At any rate, this interconnectedness of everything in the culinary universe struck me recently when I dined at three different restaurants: Parka, the Sample Room, and Borough (which I wrote about recently), and realized the web of connections among them.
Parka is the latest venture from chef Erick Harcey, owner of Victory 44 in north Minneapolis. A couple of years ago, several members of Harcey’s kitchen crew decamped and opened their own restaurant, the now semi-legendary Travail in Robbinsdale. Two former members of the Travail crew, Nick O’Leary and Tyler Shipton, are the founding chefs at Borough, while another, Geoff Hausmann, is now the chef at the Sample Room. (Dara Moskowitz Grumdahl reports that he has exciting plans for his new venue.)
The three restaurants are very different—there is a hipster playfulness to Parka, Borough is a bit more formal and sophisticated (but only a bit), and the Sample Room carefully balances culinary ambition with the welcoming aesthetics of a neighborhood tavern. But all three combine serious cooking with a lack of pretentiousness.

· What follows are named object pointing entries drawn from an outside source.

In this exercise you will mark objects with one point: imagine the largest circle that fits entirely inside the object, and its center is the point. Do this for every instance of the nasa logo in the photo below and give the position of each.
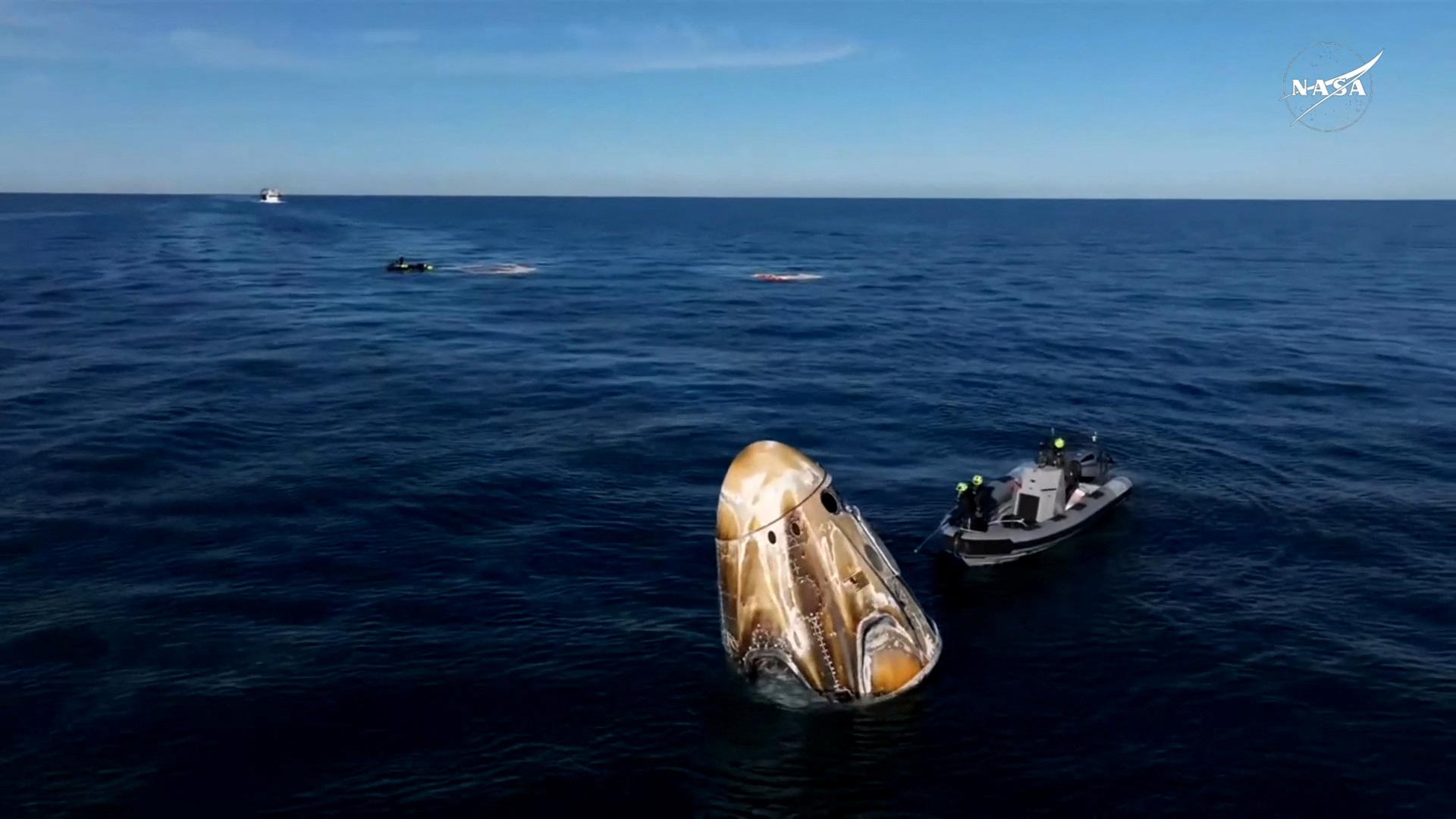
(1323, 74)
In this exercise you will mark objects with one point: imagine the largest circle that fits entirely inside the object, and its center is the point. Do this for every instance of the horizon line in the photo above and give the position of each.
(743, 197)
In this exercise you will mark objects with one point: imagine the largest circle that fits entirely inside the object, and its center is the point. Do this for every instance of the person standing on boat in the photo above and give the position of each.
(974, 503)
(1053, 453)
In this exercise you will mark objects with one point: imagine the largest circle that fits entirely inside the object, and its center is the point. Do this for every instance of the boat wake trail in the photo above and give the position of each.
(786, 278)
(498, 268)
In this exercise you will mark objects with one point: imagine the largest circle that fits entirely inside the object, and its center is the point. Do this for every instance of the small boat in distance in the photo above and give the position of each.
(786, 278)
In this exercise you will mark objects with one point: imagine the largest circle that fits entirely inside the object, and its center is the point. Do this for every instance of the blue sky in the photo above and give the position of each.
(693, 98)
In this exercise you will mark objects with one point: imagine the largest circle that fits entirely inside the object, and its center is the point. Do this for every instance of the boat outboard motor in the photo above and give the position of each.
(1043, 494)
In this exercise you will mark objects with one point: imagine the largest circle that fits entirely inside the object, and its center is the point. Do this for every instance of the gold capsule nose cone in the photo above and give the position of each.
(764, 483)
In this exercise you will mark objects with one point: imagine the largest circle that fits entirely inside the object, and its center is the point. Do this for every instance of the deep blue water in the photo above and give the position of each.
(280, 531)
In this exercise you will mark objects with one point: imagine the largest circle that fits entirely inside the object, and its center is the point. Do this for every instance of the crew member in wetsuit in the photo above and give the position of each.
(963, 503)
(974, 503)
(982, 504)
(1053, 453)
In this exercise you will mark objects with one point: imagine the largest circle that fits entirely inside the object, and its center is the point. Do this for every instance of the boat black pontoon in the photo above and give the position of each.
(1034, 507)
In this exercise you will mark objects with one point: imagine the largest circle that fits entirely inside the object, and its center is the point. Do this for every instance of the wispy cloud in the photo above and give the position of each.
(577, 50)
(660, 49)
(221, 52)
(384, 37)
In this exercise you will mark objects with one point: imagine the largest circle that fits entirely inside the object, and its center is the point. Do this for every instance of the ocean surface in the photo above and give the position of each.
(281, 532)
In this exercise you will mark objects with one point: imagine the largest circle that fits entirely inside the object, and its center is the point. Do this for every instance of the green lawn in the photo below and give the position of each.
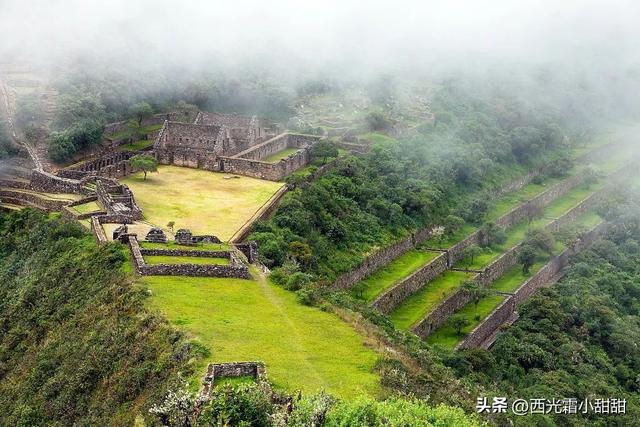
(417, 305)
(87, 207)
(514, 199)
(448, 337)
(274, 158)
(244, 320)
(509, 282)
(369, 288)
(202, 201)
(445, 241)
(171, 244)
(164, 259)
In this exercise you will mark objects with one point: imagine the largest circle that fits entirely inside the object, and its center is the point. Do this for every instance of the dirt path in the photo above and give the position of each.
(275, 300)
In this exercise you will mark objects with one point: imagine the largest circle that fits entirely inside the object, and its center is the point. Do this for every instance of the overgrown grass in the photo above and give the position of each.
(425, 300)
(87, 207)
(401, 267)
(164, 259)
(197, 247)
(243, 320)
(137, 145)
(202, 201)
(447, 336)
(509, 282)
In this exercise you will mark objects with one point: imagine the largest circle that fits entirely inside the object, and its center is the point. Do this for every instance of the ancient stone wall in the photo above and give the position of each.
(546, 275)
(12, 183)
(249, 249)
(264, 170)
(235, 268)
(229, 370)
(117, 198)
(98, 231)
(186, 252)
(391, 298)
(49, 183)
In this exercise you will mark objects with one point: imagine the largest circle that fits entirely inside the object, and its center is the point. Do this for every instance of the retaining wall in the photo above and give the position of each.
(49, 183)
(229, 370)
(395, 295)
(546, 275)
(234, 269)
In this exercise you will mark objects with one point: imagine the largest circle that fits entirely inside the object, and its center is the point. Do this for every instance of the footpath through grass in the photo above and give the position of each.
(243, 320)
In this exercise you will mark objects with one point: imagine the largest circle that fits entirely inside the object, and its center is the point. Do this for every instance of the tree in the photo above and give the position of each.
(527, 257)
(458, 322)
(323, 150)
(145, 163)
(141, 111)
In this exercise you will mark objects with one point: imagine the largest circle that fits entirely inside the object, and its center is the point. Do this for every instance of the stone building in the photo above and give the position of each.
(231, 143)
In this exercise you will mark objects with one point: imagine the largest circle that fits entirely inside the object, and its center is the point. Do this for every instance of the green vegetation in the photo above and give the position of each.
(136, 146)
(167, 259)
(414, 308)
(202, 201)
(283, 154)
(171, 244)
(369, 288)
(77, 346)
(254, 320)
(576, 338)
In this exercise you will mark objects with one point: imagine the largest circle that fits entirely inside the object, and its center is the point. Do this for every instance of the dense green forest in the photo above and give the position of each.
(6, 147)
(411, 182)
(76, 346)
(578, 338)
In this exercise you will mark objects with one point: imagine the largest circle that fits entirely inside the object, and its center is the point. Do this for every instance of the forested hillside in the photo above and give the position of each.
(578, 338)
(76, 345)
(443, 173)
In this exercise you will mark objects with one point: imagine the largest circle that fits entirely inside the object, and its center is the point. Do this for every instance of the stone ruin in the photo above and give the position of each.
(120, 233)
(230, 370)
(231, 143)
(184, 237)
(156, 235)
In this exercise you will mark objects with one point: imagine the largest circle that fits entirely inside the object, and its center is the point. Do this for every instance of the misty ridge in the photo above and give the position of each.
(344, 39)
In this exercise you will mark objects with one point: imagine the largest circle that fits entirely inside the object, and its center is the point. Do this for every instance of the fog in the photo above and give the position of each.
(298, 38)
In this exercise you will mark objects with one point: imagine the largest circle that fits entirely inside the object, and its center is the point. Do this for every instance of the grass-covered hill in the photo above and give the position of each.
(78, 348)
(76, 345)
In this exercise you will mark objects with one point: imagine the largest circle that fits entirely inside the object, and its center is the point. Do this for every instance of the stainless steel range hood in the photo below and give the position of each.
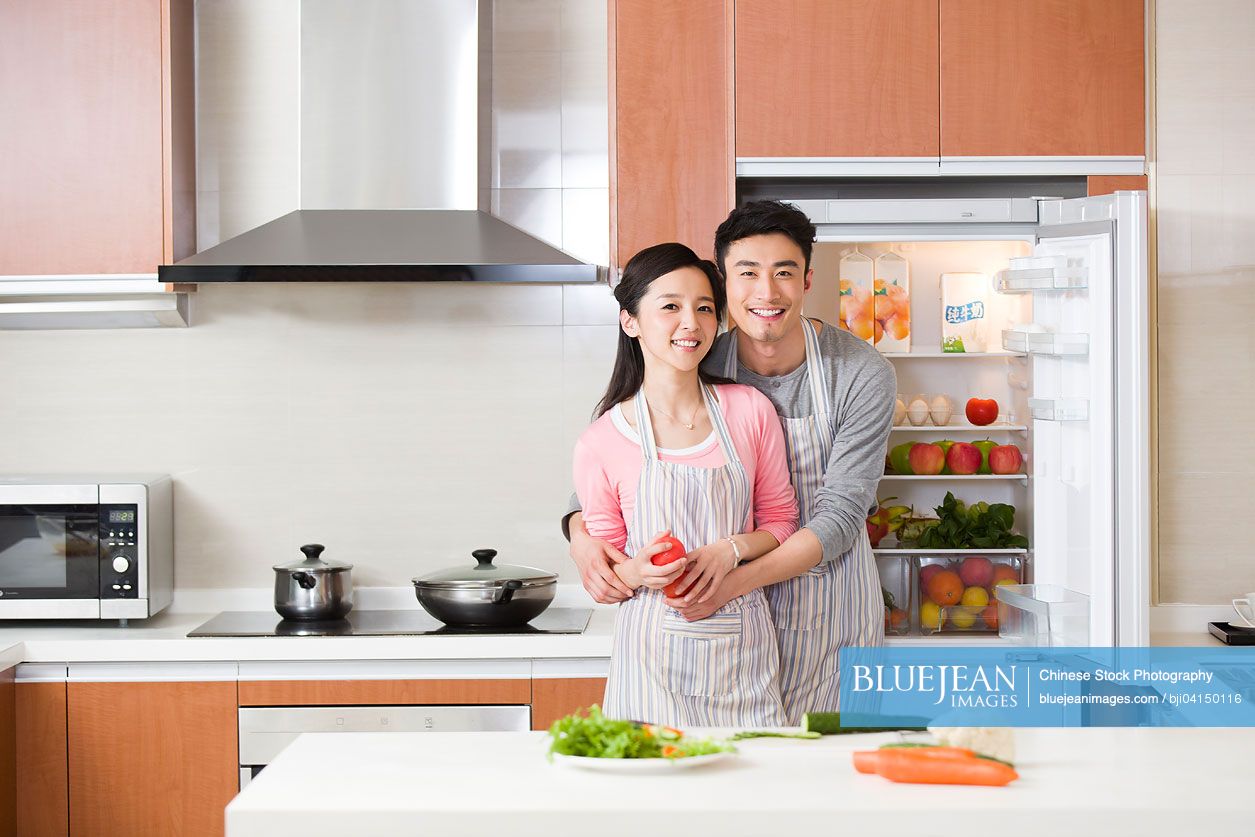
(394, 111)
(382, 246)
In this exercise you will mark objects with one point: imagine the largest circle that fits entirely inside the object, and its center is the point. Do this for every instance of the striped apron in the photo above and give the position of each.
(836, 602)
(718, 671)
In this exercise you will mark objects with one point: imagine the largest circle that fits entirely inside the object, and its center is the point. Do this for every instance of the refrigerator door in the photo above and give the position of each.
(1089, 412)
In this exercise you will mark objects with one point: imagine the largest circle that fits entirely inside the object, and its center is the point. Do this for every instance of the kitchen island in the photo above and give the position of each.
(1072, 781)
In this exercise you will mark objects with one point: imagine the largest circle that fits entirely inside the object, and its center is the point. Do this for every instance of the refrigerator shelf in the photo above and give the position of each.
(1046, 343)
(902, 550)
(953, 355)
(1058, 409)
(955, 477)
(963, 427)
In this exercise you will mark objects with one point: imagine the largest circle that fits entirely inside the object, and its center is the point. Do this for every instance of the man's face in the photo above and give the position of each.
(767, 280)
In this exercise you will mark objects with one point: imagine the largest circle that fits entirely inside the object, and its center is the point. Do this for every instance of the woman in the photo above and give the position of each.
(674, 451)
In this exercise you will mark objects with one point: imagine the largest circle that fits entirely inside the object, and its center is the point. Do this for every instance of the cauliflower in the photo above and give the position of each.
(998, 742)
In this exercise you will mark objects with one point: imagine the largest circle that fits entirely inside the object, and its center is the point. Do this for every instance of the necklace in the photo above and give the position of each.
(687, 426)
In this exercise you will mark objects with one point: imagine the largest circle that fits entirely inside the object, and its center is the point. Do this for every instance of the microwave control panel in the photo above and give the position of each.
(119, 551)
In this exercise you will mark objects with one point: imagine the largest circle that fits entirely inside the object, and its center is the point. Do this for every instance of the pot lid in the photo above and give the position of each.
(314, 562)
(487, 574)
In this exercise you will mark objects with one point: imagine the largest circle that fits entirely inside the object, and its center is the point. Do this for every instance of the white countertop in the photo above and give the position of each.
(1083, 781)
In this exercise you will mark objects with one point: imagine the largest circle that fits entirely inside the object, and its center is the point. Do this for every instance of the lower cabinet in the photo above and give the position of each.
(554, 698)
(151, 759)
(43, 806)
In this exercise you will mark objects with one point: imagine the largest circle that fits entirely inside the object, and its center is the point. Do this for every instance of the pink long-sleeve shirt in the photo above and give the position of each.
(608, 462)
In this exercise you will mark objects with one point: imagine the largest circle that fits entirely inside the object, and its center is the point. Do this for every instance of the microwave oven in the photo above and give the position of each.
(85, 546)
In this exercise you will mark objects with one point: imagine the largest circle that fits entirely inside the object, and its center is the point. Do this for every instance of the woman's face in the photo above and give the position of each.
(675, 321)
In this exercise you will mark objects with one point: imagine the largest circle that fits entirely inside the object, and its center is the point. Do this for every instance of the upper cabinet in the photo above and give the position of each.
(1048, 78)
(97, 163)
(837, 78)
(670, 106)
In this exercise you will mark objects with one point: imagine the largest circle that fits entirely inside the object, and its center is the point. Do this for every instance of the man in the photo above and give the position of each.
(835, 395)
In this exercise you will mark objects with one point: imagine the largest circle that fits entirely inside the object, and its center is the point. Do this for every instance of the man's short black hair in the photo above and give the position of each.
(761, 218)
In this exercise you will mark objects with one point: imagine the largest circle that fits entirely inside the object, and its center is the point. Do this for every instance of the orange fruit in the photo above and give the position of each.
(945, 587)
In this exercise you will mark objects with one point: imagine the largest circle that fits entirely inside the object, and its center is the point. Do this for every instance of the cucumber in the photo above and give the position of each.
(828, 723)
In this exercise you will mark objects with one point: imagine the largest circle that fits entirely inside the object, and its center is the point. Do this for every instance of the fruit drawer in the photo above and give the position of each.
(895, 587)
(956, 594)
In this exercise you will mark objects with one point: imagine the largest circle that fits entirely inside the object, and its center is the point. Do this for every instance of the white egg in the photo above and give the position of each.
(918, 412)
(940, 409)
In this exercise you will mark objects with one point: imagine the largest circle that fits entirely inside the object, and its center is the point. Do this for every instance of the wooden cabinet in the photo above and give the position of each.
(43, 782)
(670, 138)
(97, 163)
(556, 697)
(151, 759)
(837, 78)
(1043, 78)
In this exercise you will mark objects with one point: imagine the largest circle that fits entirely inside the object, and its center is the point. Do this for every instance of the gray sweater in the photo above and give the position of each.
(864, 387)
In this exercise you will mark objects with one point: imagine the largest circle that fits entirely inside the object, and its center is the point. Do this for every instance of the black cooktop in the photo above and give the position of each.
(384, 623)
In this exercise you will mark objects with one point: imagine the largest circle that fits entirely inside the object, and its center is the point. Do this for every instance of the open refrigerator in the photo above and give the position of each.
(1066, 358)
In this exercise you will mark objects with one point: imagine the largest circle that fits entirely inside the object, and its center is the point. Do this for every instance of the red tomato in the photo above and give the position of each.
(982, 410)
(663, 559)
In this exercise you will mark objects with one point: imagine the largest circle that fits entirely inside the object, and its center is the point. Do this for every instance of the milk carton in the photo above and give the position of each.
(964, 310)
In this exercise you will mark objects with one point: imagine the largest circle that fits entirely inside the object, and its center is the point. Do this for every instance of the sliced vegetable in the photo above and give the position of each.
(934, 766)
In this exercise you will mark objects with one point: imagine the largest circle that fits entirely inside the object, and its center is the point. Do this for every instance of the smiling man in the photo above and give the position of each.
(835, 397)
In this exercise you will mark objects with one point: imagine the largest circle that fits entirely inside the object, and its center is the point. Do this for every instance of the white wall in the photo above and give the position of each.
(1205, 210)
(402, 426)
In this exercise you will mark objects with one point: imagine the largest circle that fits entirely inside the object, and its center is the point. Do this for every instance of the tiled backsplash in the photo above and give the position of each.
(1204, 181)
(399, 424)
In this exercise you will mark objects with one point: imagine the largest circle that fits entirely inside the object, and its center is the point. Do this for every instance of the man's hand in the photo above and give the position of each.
(595, 560)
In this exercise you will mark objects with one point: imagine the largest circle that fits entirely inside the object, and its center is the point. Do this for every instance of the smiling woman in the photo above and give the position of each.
(678, 451)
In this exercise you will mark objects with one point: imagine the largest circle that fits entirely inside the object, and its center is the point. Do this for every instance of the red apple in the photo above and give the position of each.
(963, 458)
(977, 571)
(1005, 459)
(982, 410)
(926, 459)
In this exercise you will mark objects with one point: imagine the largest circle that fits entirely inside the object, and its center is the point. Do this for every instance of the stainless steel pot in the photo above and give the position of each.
(486, 595)
(314, 589)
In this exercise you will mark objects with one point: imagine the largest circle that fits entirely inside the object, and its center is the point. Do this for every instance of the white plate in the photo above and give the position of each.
(640, 764)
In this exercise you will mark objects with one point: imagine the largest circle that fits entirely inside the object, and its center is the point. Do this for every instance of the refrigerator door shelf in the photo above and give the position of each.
(1038, 343)
(1059, 409)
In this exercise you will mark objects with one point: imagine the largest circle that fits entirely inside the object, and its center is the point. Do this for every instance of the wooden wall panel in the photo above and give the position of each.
(313, 693)
(552, 698)
(152, 759)
(672, 158)
(838, 78)
(1043, 78)
(1108, 183)
(80, 172)
(8, 753)
(43, 781)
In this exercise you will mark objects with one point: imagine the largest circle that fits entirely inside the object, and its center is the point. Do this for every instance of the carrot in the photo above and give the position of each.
(920, 767)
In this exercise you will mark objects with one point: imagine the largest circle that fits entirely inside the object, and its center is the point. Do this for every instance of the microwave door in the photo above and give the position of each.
(49, 552)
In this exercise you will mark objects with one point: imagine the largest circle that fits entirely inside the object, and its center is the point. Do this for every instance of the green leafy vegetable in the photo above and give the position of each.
(982, 526)
(594, 735)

The playfulness of Parka comes across in its menu, and also its menu prose (“WE ARE HERE TO FOSTER A PLAYFULLY MODERN ATMOSPHERE OF HAPPY SATISFACTION AND ENJOYMENT THROUGH COFFEE, FOOD, AND DRINK.”) Parka doubles as a coffee house and bakery, with breads and pastries supplied by Rustica, and coffee from the Dogwood Coffee Co.
Menu highlights include a cranberry Jell-o salad (made with agar, not gelatin, $8), ham pickle tots (made with cream cheez whiz, truffles, pickes and chives, $9), goulash with tomatoes, corn and macaroni ($11); and spare ribs glazed with root beer ($13).
Part of the playfulness comes in the presentation. The chicken and wild rice soup ($8) is poured at tableside from a chicken-shaped pitcher into a tilted glass fishbowl. Mom’s meatloaf sandwich comes with a mini fryer basket brimming with fries. The cranberry Jell-o salad, laced with chevre, pecans, apple, celery and pineapple looks like an abstract expressionist landscape.
I’m not exactly sure how the beer can chicken ($13) was prepared—traditionally, it’s a whole roasted chicken impaled on an open can of beer, but this was a thick pressed square of deboned bird, as moist and tender as any chicken I have ever tasted. The meatloaf sandwich ($14) also won raves, as did the very light and delicate fish fry ($11).
It has been a couple of weeks since my visit to the Sample Room, so the details have faded from memory (and the menu has changed substantially), but what I remember is a starter of rustic and flavorful homemade Italian sausage with lentils ($7), a lively pappardelle putanesca with tomato, capers, olives and Parmesan ($9/$16); friendly service and a smart list of local beers on tap.